Hopefully, for most of the readership (and I fear for those of you for which this is not the case), these are obvious examples of correlation without causation. While Nicholas cage and cheese may have many mysterious qualities, it is common sense to realise that the ability to magically kill people in their pools and bed sheets are not among the likely attributes of either Mr. Cage or cheese (even the nastiest kind).
However, correlation analysis has been a practice (or perhaps a buzz word) in IT monitoring and security event monitoring for as long as anyone can remember. And yet the common sense that helps to rule out murderous cheeses is much harder to apply when it comes to obscure IT metrics such as log analysis and IT monitoring data.

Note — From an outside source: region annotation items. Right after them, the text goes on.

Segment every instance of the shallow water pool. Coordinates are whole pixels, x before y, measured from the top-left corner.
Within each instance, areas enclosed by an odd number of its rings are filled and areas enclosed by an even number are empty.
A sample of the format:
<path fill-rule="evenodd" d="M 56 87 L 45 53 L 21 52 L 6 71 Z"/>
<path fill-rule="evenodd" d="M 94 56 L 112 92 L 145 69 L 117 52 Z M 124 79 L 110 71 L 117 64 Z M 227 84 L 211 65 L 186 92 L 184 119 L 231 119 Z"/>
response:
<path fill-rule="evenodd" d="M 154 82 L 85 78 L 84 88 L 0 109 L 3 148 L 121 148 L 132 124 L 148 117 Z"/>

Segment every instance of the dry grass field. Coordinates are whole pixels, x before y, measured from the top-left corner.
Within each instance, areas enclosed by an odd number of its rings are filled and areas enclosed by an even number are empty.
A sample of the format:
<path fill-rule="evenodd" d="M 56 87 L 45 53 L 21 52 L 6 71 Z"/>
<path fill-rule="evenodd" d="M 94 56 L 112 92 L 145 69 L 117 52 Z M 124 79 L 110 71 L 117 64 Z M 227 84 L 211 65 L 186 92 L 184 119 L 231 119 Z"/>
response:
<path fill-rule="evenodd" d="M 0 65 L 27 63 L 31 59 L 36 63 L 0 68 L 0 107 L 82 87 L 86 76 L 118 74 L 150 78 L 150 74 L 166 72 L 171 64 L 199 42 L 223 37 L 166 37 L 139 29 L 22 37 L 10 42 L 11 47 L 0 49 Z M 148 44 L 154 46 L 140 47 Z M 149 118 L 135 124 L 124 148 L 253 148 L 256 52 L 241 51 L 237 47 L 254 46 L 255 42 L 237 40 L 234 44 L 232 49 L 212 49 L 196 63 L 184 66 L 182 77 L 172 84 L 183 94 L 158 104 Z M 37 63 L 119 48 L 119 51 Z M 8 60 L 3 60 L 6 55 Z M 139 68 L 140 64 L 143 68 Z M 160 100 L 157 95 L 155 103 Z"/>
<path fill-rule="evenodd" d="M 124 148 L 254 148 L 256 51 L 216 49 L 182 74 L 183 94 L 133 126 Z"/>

Using a monitoring system in conjunction with your security system can help you grounded in reality and avoid spurious correlations.
1. Mandatory Safeguard
For example, several different security compliance standards require that an external monitoring system exist to ensure that network perimeter security devices (firewalls, intrusion detection systems, etc.) are up and running and that IT staff are alerted in case they are not.
2. Sanity Check
In addition to knowing your security infrastructure is up or down, it’s also a good idea to know if it is running within the green zone, as opposed to the yellow or red zone. Over utilisation of security infrastructure can be indicative to of everything from a run away process, a bad software patch, or even a stealth attack attempt.
SIEM products like ArcSight focus primarily on security logs, products like Splunk and Logstash focus primarily on IT event logs, and unified monitoring products focus mainly on performance and availability data. The ultimate in cross-checking, both to use event correlation to provide new insights, and to verify suspected problems, is provided by the new field of IT operations analytics, which combines multiple log and IT monitoring data with Big Data analysis techniques. Machine learning techniques are then used to find patterns that humans may have missed.
Lastly, don’t be a dummy – know your architecture well enough to avoid spurious correlations by knowing what makes sense and what doesn’t. Nobody wants to wake up the boss at 3:00 AM for a scenario that turns out to be no more realistic than a serial-murder Stilton.